業種業界を問わず、DXが進んだ。当社の事業としては、お客様のニーズに応じてサービスにネットワークなど必要な要素を組み合わせるサービスインテグレーションが非常に伸びた。第1四半期(4~6月)は米VMware(ヴイエムウェア)製品のライセンスが大幅に値上げされた影響で営業利益が対前年比でマイナスになったが、第2四半期でプラスに転じ吸収できた。大型案件も継続的に獲得でき、順調に推移した。
勝 栄二郎
代表取締役社長
──業績好調の要因は。
顧客からは、システムとネットワークを一体で考え提案してほしいというニーズが非常に高い。

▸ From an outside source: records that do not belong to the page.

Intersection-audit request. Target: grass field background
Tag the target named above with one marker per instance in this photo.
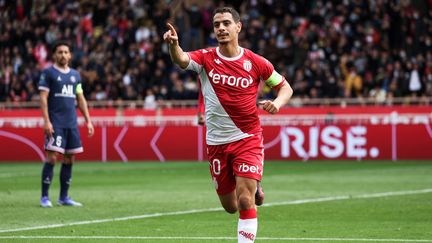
(341, 201)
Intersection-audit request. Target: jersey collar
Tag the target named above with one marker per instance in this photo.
(61, 70)
(230, 58)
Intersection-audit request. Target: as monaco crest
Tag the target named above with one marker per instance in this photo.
(247, 65)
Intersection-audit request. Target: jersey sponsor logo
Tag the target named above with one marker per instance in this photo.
(223, 79)
(247, 235)
(67, 91)
(247, 65)
(244, 168)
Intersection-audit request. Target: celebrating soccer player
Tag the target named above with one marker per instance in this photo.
(230, 76)
(59, 87)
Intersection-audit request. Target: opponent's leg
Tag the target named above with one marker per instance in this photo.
(248, 222)
(47, 175)
(65, 181)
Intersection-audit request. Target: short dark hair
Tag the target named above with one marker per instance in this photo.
(232, 11)
(60, 43)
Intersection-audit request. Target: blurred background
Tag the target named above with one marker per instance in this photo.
(379, 49)
(361, 53)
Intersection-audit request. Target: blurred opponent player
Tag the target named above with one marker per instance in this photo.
(230, 76)
(59, 87)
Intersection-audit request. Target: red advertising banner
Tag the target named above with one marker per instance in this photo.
(366, 133)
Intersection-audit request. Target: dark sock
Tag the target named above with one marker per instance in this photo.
(47, 174)
(65, 179)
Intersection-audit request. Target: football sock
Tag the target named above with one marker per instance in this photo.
(47, 174)
(65, 179)
(247, 226)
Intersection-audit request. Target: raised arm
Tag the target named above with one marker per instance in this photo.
(178, 56)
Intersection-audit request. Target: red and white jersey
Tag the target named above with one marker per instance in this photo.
(229, 87)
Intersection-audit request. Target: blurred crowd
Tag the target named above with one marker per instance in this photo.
(325, 49)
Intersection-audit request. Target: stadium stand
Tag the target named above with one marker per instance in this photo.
(332, 52)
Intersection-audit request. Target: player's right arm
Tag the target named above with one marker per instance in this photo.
(178, 56)
(47, 127)
(44, 88)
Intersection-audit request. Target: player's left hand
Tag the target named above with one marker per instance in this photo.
(90, 129)
(269, 106)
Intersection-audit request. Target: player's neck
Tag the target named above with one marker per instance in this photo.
(229, 50)
(62, 68)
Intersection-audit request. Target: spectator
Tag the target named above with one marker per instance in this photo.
(388, 42)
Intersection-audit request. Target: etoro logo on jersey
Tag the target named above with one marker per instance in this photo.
(67, 91)
(223, 79)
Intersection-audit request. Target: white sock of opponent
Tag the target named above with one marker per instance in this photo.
(247, 226)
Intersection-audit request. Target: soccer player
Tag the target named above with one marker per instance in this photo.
(229, 77)
(59, 87)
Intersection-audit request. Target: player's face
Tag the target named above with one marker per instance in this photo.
(225, 28)
(62, 55)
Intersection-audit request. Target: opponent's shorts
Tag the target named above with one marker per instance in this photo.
(244, 158)
(65, 141)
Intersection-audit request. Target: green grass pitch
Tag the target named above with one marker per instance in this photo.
(343, 201)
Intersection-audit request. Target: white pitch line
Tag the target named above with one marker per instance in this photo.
(210, 238)
(155, 215)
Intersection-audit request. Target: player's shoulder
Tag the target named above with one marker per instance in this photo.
(74, 71)
(47, 72)
(207, 51)
(253, 56)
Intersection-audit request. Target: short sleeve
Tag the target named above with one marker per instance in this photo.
(44, 81)
(78, 89)
(272, 78)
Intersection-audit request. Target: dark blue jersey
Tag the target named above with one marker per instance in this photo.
(62, 88)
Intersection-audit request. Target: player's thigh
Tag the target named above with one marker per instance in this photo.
(221, 169)
(56, 142)
(248, 157)
(73, 141)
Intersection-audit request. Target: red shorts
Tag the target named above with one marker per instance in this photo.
(244, 158)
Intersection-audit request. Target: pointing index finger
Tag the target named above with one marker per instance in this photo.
(170, 27)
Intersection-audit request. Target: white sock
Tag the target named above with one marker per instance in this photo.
(247, 226)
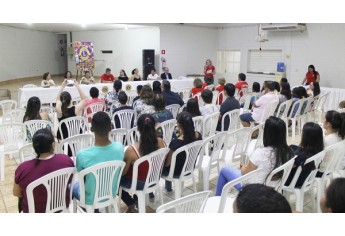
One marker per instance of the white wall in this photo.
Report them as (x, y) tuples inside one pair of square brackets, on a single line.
[(127, 46), (321, 45), (187, 48), (26, 53)]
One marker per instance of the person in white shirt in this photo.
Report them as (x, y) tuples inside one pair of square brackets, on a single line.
[(153, 75), (47, 80)]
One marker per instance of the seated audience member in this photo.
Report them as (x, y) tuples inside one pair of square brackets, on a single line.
[(333, 201), (260, 105), (153, 75), (187, 135), (241, 84), (104, 150), (145, 101), (220, 88), (166, 74), (198, 88), (87, 78), (229, 104), (259, 198), (139, 87), (47, 80), (274, 154), (156, 87), (311, 144), (111, 98), (107, 77), (208, 108), (170, 96), (192, 107), (123, 98), (45, 163), (123, 76), (148, 143)]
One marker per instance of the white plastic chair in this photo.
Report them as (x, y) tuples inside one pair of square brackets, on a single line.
[(75, 144), (57, 185), (33, 125), (26, 153), (155, 162), (174, 109), (168, 128), (192, 151), (119, 135), (209, 125), (126, 118), (193, 203), (74, 126), (209, 157), (106, 189), (223, 203), (334, 154), (233, 117), (308, 183)]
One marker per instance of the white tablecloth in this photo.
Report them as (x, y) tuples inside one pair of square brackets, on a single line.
[(48, 95)]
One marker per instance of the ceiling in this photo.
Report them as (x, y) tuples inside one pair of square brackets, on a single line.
[(68, 27)]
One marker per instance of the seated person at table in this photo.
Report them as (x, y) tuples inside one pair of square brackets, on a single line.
[(87, 78), (111, 98), (170, 96), (107, 77), (45, 163), (47, 80), (153, 75)]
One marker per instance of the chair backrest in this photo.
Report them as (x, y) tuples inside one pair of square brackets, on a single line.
[(231, 185), (232, 117), (57, 185), (192, 151), (26, 153), (193, 203), (155, 162), (93, 108), (198, 121), (209, 124), (168, 128), (104, 175), (119, 135), (13, 136), (33, 125), (277, 184), (174, 109), (75, 143), (316, 159), (13, 116), (74, 126), (126, 118), (7, 105)]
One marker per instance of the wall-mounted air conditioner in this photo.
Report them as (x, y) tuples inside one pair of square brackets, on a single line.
[(284, 27)]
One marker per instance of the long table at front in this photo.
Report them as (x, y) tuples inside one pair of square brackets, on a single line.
[(48, 95)]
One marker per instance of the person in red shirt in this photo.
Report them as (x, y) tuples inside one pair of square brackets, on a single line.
[(241, 84), (311, 76), (107, 77), (209, 70)]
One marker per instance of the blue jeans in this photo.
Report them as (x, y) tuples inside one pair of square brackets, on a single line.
[(226, 175)]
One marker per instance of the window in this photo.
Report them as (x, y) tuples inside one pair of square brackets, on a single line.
[(263, 61)]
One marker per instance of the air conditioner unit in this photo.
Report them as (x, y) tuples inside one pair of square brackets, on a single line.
[(284, 27)]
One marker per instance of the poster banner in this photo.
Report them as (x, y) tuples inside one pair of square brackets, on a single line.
[(83, 52)]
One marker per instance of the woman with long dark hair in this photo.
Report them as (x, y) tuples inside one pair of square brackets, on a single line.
[(274, 154), (187, 135), (46, 162), (311, 144), (148, 143)]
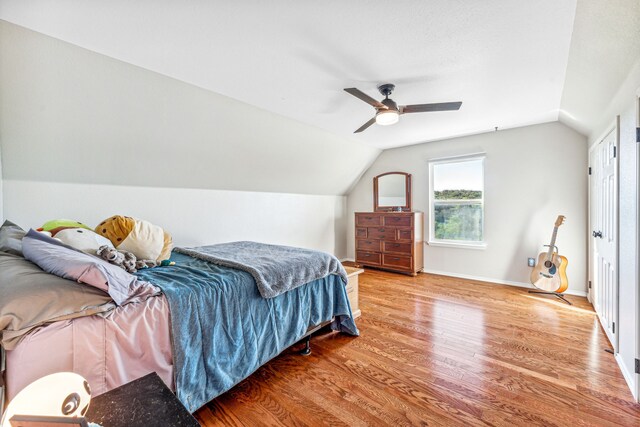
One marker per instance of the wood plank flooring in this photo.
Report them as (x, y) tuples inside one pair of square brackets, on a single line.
[(436, 350)]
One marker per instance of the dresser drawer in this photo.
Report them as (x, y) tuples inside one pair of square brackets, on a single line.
[(368, 245), (399, 261), (405, 234), (403, 248), (368, 220), (361, 233), (368, 258), (398, 221), (384, 233)]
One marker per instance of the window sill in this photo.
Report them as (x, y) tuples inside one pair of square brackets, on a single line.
[(452, 244)]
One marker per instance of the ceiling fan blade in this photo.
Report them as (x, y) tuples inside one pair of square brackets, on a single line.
[(423, 108), (366, 125), (366, 98)]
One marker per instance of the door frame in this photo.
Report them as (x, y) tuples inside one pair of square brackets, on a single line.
[(637, 316), (614, 127)]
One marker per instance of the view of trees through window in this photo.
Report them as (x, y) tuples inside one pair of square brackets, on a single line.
[(458, 211)]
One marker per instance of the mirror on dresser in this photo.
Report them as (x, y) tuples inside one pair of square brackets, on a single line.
[(390, 237), (392, 192)]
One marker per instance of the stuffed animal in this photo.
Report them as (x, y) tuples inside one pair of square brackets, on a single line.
[(125, 259), (145, 240)]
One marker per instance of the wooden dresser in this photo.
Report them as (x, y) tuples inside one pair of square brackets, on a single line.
[(390, 240)]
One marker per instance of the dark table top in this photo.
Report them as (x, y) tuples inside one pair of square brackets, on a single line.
[(146, 401)]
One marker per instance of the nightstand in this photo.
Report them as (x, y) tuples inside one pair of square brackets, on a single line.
[(146, 401)]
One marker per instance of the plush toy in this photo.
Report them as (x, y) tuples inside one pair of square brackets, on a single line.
[(54, 226), (82, 239), (145, 240), (125, 259)]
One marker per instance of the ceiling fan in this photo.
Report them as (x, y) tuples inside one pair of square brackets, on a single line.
[(388, 112)]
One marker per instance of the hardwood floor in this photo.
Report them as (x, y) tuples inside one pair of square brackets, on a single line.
[(436, 350)]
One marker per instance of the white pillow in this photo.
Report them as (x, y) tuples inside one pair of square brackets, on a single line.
[(84, 240)]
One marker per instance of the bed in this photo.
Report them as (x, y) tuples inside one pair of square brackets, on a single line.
[(202, 325)]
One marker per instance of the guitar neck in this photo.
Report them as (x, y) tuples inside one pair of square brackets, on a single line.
[(552, 245)]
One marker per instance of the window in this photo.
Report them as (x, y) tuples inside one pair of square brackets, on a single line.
[(457, 201)]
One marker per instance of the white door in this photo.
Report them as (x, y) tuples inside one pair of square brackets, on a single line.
[(604, 233)]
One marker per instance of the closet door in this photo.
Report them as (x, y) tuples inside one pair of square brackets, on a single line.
[(603, 185)]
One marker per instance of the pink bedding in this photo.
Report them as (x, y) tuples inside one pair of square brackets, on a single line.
[(129, 342)]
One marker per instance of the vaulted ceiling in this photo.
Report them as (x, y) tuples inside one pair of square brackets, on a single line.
[(511, 62)]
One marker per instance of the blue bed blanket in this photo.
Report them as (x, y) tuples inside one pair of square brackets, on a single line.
[(275, 268), (223, 329)]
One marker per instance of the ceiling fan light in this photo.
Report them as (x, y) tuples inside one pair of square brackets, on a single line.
[(387, 117)]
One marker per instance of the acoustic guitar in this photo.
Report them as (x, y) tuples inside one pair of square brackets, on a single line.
[(550, 273)]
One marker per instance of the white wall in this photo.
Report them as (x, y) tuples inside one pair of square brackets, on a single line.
[(624, 104), (71, 115), (532, 175), (192, 216), (86, 136)]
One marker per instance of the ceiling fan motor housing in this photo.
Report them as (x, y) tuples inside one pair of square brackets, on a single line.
[(390, 104), (386, 89)]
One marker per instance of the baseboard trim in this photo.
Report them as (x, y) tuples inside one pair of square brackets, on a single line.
[(628, 376), (498, 281)]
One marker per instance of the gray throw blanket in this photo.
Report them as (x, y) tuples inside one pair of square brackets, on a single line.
[(276, 269)]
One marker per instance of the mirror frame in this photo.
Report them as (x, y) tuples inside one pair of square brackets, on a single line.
[(407, 187)]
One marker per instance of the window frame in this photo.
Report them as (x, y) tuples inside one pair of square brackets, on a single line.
[(432, 241)]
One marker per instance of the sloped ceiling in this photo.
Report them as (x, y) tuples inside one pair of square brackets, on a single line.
[(511, 62), (71, 115), (505, 60), (604, 47)]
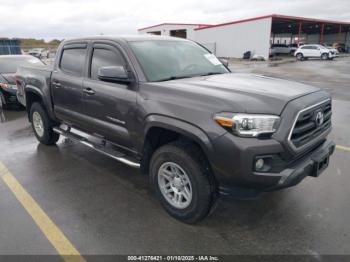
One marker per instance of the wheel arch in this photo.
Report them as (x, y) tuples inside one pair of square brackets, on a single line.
[(160, 130)]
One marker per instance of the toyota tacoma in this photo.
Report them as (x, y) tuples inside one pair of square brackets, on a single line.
[(171, 108)]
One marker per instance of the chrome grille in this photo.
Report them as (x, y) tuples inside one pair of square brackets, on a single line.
[(307, 128)]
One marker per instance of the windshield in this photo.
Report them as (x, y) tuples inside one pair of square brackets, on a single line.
[(9, 64), (166, 60)]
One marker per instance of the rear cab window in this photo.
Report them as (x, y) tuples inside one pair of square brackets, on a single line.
[(73, 59), (104, 55)]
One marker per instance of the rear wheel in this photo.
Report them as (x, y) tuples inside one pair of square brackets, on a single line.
[(324, 56), (300, 56), (42, 125), (182, 181)]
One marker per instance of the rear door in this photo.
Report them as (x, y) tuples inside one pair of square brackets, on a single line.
[(67, 83), (109, 107)]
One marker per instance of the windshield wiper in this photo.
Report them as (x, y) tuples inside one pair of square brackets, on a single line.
[(212, 73)]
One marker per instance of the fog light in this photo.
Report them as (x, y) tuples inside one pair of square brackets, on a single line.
[(259, 164)]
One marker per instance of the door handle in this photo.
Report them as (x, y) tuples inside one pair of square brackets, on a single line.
[(89, 91), (56, 84)]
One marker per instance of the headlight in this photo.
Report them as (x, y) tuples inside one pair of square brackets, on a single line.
[(248, 125)]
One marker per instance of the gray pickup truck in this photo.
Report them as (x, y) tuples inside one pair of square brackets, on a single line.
[(171, 108)]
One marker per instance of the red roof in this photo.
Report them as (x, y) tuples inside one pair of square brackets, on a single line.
[(276, 16), (198, 25)]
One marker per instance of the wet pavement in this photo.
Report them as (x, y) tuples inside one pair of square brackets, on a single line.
[(105, 207)]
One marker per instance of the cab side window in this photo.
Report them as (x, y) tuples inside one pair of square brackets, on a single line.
[(104, 57), (72, 61)]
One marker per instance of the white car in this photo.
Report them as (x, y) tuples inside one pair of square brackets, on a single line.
[(314, 51), (280, 49), (334, 50)]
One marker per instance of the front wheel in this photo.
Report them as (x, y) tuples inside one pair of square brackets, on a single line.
[(324, 56), (42, 125), (182, 181)]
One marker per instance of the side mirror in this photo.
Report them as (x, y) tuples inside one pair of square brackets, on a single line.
[(224, 61), (113, 74)]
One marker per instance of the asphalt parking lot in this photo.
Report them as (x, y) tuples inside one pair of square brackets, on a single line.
[(105, 207)]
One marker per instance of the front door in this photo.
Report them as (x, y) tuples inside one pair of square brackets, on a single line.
[(109, 107), (67, 83)]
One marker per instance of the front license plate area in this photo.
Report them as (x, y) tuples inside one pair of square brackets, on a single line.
[(321, 165)]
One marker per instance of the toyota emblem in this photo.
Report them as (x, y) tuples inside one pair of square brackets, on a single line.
[(319, 118)]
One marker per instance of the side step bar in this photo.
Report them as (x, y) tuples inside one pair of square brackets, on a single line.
[(102, 149)]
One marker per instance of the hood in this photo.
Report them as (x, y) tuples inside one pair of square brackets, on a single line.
[(9, 77), (236, 92)]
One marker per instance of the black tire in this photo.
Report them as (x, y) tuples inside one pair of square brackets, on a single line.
[(3, 104), (190, 158), (324, 56), (300, 56), (49, 137)]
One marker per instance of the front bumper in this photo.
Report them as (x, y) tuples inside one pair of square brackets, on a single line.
[(313, 165), (250, 184)]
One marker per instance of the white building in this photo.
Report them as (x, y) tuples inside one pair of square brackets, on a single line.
[(173, 29), (256, 34)]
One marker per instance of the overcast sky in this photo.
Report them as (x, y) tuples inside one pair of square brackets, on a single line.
[(50, 19)]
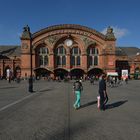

当社はいろいろなサービスを組み合わせて、早くコストを抑えて提供できるのが強みだ。マルチクラウドベンダーとしてクラウド大手各社の製品をマネージドサービスとして提供できる。セキュリティーの取り組みも強化しており、市場のニーズが追い風になっている。サービスとインテクグレーションをうまくつなげることができている。
売り上げ5000億円を早期に達成する
──クラウドに対するニーズは。
企業や自治体はクラウド化を進めており、既存のオンプレミスのシステムを、大きな設計変更や方針を変えずにクラウドに移行したいという要望が多い。当社は自社のパブリッククラウドサービスの「IIJ GIO」だけでなくマルチクラウドに対応できるため、顧客の要望に添った支援ができる。オンプレミスのシステムとクラウドをうまく連携させるプラットフォームとして「IIJクラウドデータプラットフォーム」は引き合いが多かった。
──当面の経営目標は。
5000億円の売り上げを早期に達成したいとの目標を掲げており、現在の中期経営計画はその途中段階になる。5000億円の達成とその先の成長を見据えると、新しい成長領域をどうつくっていくかが重要になる。目指すのは、データ駆動型社会の構築で、そのためのニーズがどこにあるのかを探っている。災害時における自治体との要介護者情報の共有基盤や、農業でのIT化など、多様な分野で取り組みを進めている。情報分野だけでなく、多岐にわたる事業をネットワークでつなぎ、効率化することで、日本経済に貢献できる。社風であるチャレンジ精神を大切にし、取り組んでいきたい。
──25年の抱負を。
当社の強みはネットワークにあり、その延長にあるクラウド、セキュリティー、データセンター事業などいずれも需要が高まっているので、引き続き対応していく。IT市場の好調は続くと思うが、新しい成長分野も開拓しながら、着実に業績を伸ばしたい。